Ocurre que el afecto emerge con la persona próxima, pero encuentra serios obstáculos para emerger con la persona distal. La deforestación del afecto es directamente proporcional a la lejanía de las personas, o a la opacidad, prejuicios e ignorancia con la que leemos sus vidas en nuestros imaginarios. Esta lejanía (verbal, afectiva, epistémica, sentimental, geográfica) nos hace sentir diferentes, y cuando más diferentes nos sentimos más indiferentemente nos comportamos. Se pueden echar raíces afectivas con quien se comparte el remolino de lo cotidiano, las infinitesimales cosas que hacen que la vida sea una feliz antología de lo inesperado, la tangibilidad de lo que es relevante y valioso para nosotros en el despliegue del día a día, pero es complicado que ese mismo afecto brote con esa misma intensidad ante alguien al que apenas conocemos, se presente como un jeroglífico indescifrable para nuestros ojos, o directamente sea una abstracción numérica o verbal.
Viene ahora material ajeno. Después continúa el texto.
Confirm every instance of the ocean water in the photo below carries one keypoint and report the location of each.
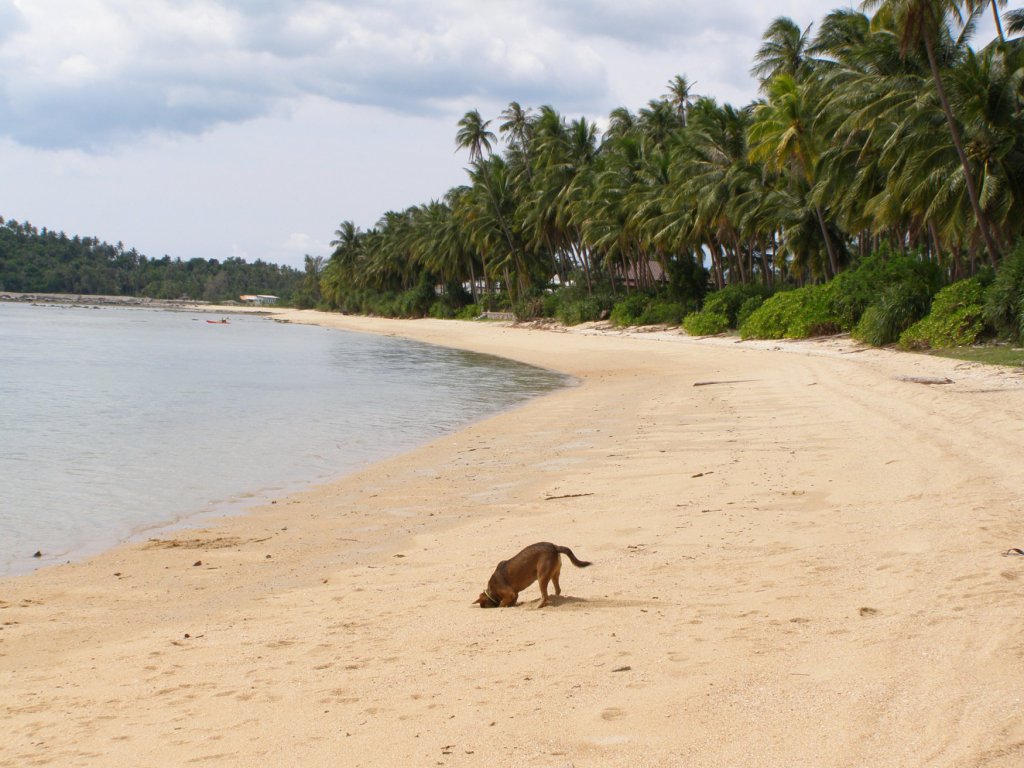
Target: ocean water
(117, 422)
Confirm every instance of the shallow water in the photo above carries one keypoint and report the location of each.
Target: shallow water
(115, 422)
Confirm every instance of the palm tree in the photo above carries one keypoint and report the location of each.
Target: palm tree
(980, 5)
(679, 96)
(782, 136)
(923, 23)
(473, 135)
(782, 52)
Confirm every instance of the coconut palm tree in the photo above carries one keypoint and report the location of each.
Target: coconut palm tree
(782, 137)
(783, 50)
(924, 24)
(474, 136)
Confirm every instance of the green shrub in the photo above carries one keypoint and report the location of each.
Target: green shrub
(956, 318)
(1005, 297)
(662, 311)
(571, 305)
(800, 313)
(628, 311)
(897, 308)
(728, 301)
(748, 308)
(706, 323)
(587, 309)
(852, 292)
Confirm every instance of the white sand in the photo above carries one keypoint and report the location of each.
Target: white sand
(803, 567)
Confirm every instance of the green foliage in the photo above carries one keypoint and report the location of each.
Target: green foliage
(571, 305)
(728, 301)
(706, 323)
(43, 261)
(628, 311)
(687, 281)
(1005, 297)
(853, 291)
(800, 313)
(642, 309)
(470, 311)
(583, 310)
(663, 312)
(956, 318)
(748, 308)
(897, 308)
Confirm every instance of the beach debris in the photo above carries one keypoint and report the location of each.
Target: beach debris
(732, 381)
(925, 379)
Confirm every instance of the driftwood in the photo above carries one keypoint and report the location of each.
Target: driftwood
(734, 381)
(925, 379)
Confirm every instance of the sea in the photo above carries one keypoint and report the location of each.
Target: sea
(117, 423)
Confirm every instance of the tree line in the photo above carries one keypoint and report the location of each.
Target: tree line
(34, 260)
(881, 131)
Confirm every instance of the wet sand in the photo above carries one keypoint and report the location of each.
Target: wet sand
(799, 562)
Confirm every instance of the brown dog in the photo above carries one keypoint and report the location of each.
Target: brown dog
(539, 562)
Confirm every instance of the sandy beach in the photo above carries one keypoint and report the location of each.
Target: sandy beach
(799, 560)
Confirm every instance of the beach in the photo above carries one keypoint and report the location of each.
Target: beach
(799, 558)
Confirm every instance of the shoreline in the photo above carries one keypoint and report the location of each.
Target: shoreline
(800, 558)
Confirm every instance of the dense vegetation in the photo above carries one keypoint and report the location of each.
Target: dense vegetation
(883, 161)
(41, 261)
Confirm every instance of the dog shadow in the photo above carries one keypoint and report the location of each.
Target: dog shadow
(558, 601)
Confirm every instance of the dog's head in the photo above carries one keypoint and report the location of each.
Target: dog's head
(485, 600)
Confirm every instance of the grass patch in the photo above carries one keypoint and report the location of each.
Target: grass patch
(996, 354)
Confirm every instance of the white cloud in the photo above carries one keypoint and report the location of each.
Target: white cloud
(91, 73)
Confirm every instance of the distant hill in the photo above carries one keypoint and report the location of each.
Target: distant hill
(40, 260)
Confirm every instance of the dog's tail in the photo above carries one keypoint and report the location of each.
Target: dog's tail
(576, 561)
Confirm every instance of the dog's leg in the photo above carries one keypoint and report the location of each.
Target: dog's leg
(554, 576)
(543, 581)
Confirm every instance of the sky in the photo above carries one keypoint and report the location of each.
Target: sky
(253, 128)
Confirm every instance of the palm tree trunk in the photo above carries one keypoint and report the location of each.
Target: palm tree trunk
(833, 261)
(972, 189)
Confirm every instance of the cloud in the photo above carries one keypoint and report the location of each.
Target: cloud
(94, 73)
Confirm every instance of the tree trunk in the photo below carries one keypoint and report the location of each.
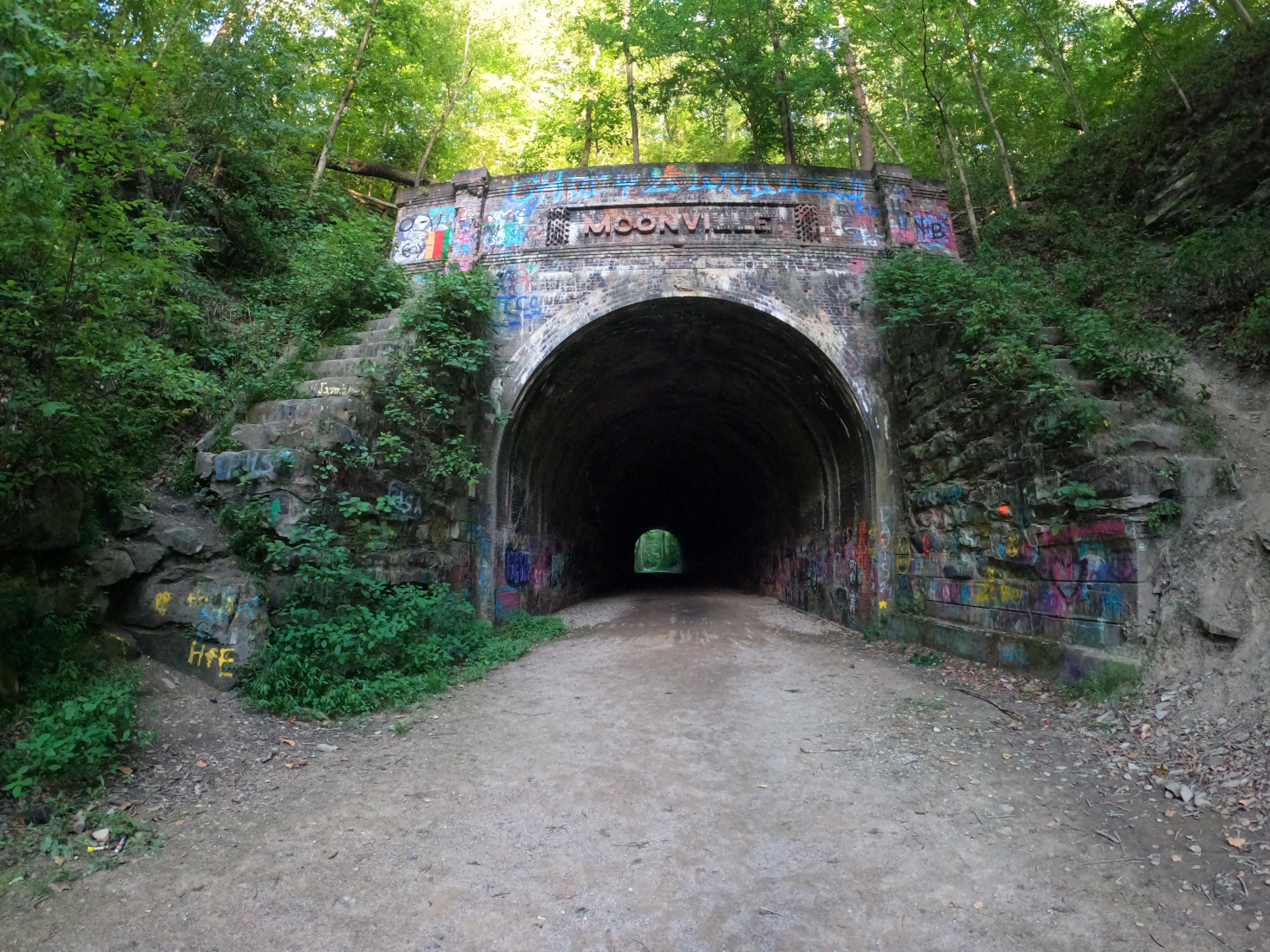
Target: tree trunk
(1056, 57)
(630, 101)
(1158, 57)
(889, 144)
(857, 90)
(432, 139)
(375, 170)
(960, 173)
(586, 142)
(1243, 13)
(344, 101)
(782, 101)
(987, 111)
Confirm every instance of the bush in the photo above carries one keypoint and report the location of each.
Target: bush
(78, 729)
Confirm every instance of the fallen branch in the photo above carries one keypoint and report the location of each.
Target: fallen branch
(371, 199)
(375, 170)
(1005, 711)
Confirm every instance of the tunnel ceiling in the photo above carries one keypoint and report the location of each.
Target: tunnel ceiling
(701, 416)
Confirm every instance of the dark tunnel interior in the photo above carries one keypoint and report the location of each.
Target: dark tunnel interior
(705, 418)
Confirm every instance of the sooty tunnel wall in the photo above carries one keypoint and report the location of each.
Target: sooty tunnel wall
(705, 418)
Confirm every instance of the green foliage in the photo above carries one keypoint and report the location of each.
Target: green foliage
(1163, 514)
(73, 719)
(1106, 683)
(74, 738)
(445, 333)
(658, 551)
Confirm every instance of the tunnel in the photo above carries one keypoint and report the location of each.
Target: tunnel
(701, 416)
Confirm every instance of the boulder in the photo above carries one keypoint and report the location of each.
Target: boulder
(111, 565)
(145, 555)
(134, 519)
(203, 618)
(46, 517)
(180, 538)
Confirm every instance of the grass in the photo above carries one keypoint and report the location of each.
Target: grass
(1108, 683)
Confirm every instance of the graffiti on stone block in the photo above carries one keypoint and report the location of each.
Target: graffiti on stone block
(405, 503)
(516, 566)
(203, 654)
(253, 465)
(507, 601)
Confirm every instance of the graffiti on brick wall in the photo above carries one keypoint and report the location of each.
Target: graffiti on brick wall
(933, 231)
(1077, 584)
(836, 577)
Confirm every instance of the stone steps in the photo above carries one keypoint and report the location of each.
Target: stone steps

Es en este punto exacto donde tenemos que rotular el instante en que la inteligencia logra el más difícil todavía, la acrobacia más increíble que ha permitido saltar de la hominización a la humanización, que el ser humano como instancia biológica se pueda aproximar al ser humano como categoría ética. Donde no llega el sentimiento, sí puede llegar la virtud, el valor vivido en acto, el comportamiento que consideramos excelente y plausible para fortalecer nuestra condición de existencias cosidas a otras existencias. La conducta más apropiada para hacer de la convivencia un destino apetecible en el que se plenifica nuestra autonomía y se fijen condiciones de emancipación y mejora para todos. 
 
El sentimiento bien racionalizado se convierte en conducta que allana el trato y por tanto las interacciones. Para este cometido disponemos de las palabras, que además de construir mundo se encargan de la gobernabilidad de los afectos, y de nuestros actos, que no dejan de ser cristalizaciones del obrar inspiradas por nuestro universo empalabrado. Con el lejano quizá no sintamos el afecto que sí percibimos vívidamente con el cercano, pero podemos conducirnos virtuosamente con él porque es un semejante a nosotros. El fin último de la ética no es otro que lograr que el animal humano se convenza a sí mismo de que no hay nada más loable que actuar virtuosamente con todos aquellos con quien comparte la humanidad. El prójimo (proximus, más cercano) lo es porque, a pesar de poder hallarse localizadamente lejos, o habitarse en cosmovisiones disímiles, junto a él compartimos la aventura recíproca de civilizarnos. En el preámbulo de la Declaración Universal de los Derechos Humanos aparece la feliz expresión la familia humana, la afiliación que se supraordina a toda la gigantesca pluralidad de afiliaciones existentes. Se alza sobre todas las demás porque la Declaración admite que todo ser humano es portador de dignidad por el hecho de ser un ser humano. Tratar al otro como a un igual que nosotros (en las interacciones caseras, en las grandes zonas interseccionales en las que se cruzan los devenires biográficos, en las decisiones políticas) es haber logrado transformar el afecto en conducta virtuosa. Tratarnos afectuosamente sin necesidad de que intermedie el afecto. Pocas construcciones celebran mejor la belleza de la inteligencia.